John Cherry

Personal information
- National team: United Kingdom
- Born: John Conrad Hazlehurst Cherry 7 September 1914
- Died: 1 February 1943 (aged 28)
- Education: Westminster School Brasenose College, Oxford

Sport
- Sport: Rowing
- Event: 1936 Olympics

= John Cherry (rower) =

English rower (1914–1943)

John Conrad "Con" Hazlehurst Cherry (7 September 1914 – 1 February 1943) was an English rower who competed at the 1936 Summer Olympics held in Berlin, Germany.

== Rowing career ==
Cherry was born in Paddington and educated at Westminster School and Brasenose College, Oxford, having matriculated in 1933 as the Heath Harrison Minor Exhibitioner.

=== Oxford ===
He rowed in the Brasenose College 1st VIII from 1934 to 1938, and first rowed for the university in 1936 as a member of the losing Oxford boat in the Boat Race. Later in the year, he was a member of the crew of the eight which came fourth representing Great Britain at the 1936 Summer Olympics in Berlin.

In 1937 he became president of OUBC, and was in the crew that broke Cambridge's thirteen-year winning streak. He was OUBC president again in 1938, recording another win over Cambridge.

=== Henley Royal Regatta ===
Outside the Boat Race and the Olympics, Cherry also competed at Henley Royal Regatta. In 1936, he rowed in the Leander Club VIII, which came second in the Grand Challenge Cup, as well as the Brasenose College IV. In 1937 he rowed in the Leander Club IV, which won the Stewards' Challenge Cup, and in 1938 he rowed again in the Brasenose College IV.

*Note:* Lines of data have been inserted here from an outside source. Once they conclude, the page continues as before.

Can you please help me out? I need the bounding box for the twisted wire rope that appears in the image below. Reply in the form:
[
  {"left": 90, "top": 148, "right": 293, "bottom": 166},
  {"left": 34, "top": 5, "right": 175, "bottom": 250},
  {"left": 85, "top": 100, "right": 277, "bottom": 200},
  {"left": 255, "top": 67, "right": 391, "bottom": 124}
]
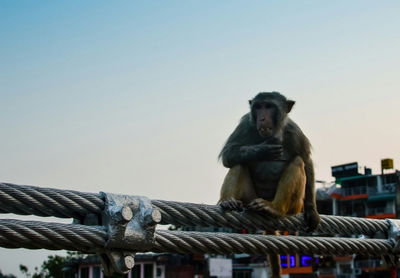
[
  {"left": 0, "top": 183, "right": 400, "bottom": 236},
  {"left": 0, "top": 219, "right": 393, "bottom": 256}
]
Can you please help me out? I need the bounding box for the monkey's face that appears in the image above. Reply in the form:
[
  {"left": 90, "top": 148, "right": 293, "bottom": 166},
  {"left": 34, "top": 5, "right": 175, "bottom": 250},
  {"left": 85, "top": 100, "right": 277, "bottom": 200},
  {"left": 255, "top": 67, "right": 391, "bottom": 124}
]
[
  {"left": 249, "top": 92, "right": 295, "bottom": 143},
  {"left": 252, "top": 101, "right": 278, "bottom": 139}
]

He became captain of Leander Club from 1938 to 1943, and was president of the Brasenose College Junior Common Room, as well as being a member of the Phoenix Common Room and Vincent's Club.

=== Second World War ===
After being commissioned into the Royal Navy during World War II, Cherry was killed in action on 1 February 1943 when serving as a lieutenant on HMS Welshman, a cruiser-minelayer sunk by U-617, northeast of Tobruk. Since Cherry has no known grave, his name is commemorated on the Chatham Naval Memorial.

== Personal life ==
In 1940 he married Glory Rowe, sister of his 1937 Oxford crew mate, R.G. Rowe. He was survived by his widow and one daughter.